New research shows that carrageenan, a natural additive that many food manufacturers add to their products that might be causing intestinal problems for many. The ingredient has been shown to cause gut irritation, inflammation and in some extreme cases, cancer. The additive is used to help make foods such as ice cream, chocolate, soymilk and yogurt taste creamier and fuller.
Carrageenan is made out of red seaweed, and it’s often used to help prevent ingredients from separating. In fact, it is found in many products that people often consume thinking it will help them to be healthier. Frozen dinners, commercial broths, and soups also contain this ingredient.
According to Charlotte Vallaeys, the director of Cornucopia Institute’s Farm and Food policy, Carrageenan has absolutely no value nutritionally. Cornucopia Institute is a group that promotes farming for the family. The group is critical of the approved use of carrageenan in organic foods and recently; they launched a petition to urge the FDA to ban the ingredient from being added to foods.
What makes this product so frightening is that it appears to be destructive to digestive systems. Essentially, carrageenan triggers immune responses that are similar to what happens when the body has been invaded by something like Salmonella.
Carrageenan researcher, Joanne Tobacman, MD and a University of Illinois School of Medicine, Chicago associate professor says, “Carrageenan predictably causes inflammation, which can lead to ulcerations and bleeding.” According to Tobacman, this ingredient is causes irritation by triggering a response in the immune system that turns up inflammation.

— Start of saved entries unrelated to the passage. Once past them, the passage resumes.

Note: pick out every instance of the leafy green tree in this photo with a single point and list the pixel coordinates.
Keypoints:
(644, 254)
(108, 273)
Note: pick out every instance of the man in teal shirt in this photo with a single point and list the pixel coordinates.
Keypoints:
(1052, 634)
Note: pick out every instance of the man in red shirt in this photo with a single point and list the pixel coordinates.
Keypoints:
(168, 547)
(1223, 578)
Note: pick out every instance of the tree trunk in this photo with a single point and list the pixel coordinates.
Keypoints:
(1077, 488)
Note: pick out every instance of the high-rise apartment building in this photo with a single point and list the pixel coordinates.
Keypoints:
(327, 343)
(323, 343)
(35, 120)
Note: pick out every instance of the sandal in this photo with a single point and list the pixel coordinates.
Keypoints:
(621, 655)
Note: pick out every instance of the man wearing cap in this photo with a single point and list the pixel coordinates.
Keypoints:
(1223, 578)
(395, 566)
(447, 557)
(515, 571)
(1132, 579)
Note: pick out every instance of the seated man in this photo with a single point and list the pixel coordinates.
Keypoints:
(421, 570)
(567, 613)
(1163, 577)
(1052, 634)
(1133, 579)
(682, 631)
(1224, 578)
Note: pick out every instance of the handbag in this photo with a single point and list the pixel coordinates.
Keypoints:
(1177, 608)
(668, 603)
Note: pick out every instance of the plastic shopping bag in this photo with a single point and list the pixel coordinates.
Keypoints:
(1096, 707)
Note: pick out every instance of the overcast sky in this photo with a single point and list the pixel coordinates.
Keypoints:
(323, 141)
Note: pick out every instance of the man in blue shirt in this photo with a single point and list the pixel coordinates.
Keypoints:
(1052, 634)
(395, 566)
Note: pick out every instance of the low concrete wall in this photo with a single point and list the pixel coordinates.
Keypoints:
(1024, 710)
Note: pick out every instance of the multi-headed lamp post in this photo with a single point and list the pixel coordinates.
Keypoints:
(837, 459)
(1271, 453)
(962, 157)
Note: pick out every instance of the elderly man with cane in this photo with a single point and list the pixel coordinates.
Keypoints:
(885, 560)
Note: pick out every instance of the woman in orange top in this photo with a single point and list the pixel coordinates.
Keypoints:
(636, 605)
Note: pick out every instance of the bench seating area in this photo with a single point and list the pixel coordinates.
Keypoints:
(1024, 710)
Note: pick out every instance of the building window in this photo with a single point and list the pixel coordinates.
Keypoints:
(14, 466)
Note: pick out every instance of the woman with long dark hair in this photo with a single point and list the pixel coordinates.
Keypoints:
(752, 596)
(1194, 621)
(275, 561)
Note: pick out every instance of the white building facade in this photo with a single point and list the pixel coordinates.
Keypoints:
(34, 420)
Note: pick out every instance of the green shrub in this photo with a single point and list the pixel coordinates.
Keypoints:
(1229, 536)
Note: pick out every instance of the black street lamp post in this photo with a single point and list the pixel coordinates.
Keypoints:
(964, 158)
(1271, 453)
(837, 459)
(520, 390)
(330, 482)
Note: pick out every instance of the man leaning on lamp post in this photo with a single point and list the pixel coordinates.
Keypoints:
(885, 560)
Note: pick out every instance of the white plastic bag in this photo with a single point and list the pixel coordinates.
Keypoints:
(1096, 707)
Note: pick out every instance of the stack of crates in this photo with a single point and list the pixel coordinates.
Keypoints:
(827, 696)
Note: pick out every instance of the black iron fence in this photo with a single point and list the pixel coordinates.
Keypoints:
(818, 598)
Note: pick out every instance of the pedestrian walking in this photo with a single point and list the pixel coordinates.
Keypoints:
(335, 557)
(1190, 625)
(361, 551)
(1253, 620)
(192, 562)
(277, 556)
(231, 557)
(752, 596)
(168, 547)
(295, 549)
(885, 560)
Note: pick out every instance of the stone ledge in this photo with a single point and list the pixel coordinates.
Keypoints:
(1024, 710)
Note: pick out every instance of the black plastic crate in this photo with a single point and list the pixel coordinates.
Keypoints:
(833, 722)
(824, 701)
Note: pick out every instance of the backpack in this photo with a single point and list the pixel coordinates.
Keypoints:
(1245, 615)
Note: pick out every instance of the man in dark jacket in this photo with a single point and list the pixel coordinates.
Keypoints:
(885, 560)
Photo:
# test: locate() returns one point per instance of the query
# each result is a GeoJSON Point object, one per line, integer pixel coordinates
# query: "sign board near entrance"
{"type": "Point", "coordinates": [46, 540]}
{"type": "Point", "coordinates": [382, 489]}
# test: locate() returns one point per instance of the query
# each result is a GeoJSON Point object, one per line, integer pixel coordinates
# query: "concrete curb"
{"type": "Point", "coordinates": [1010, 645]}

She has done studies that show a disturbing connection between gastrointestinal cancer and carrageenan in lab animals, and she’s currently working on research that has been funded by the National Institutes of Health that is taking a deeper look at the effect that carrageenan has on ulcerative colitis, as well as other illnesses such as diabetes.
It should be noted that worries of the safety over carrageenan in food is nothing new. As far back as the 1960’s, researchers began to find links between this additive and issues such as colon cancer, lesions on the intestines and ulcerative colitis in lab animals.
Carrageenan can be cut from the diet in many ways. Experts suggest taking these steps to begin with:
- Concerned consumers can check with the Cornucopia Institute for a carrageenan-free product listing. Some companies including So Delicious, Oregon Ice Cream, Eden Foods and Stonyfield Farm are working to change the formulas of their products that contain this additive.
- It’s also a good idea to check labels. Legally, carrageenan must be listed as an ingredient in foods, so consumers can eliminate foods that contain it simply by reading the ingredient labels of foods.
Those who are interested can sign the Carrageenan Petition to the FDA and let the Food and Drug Administration know that carrageenan is not an ingredient that they want included in the foods that they eat.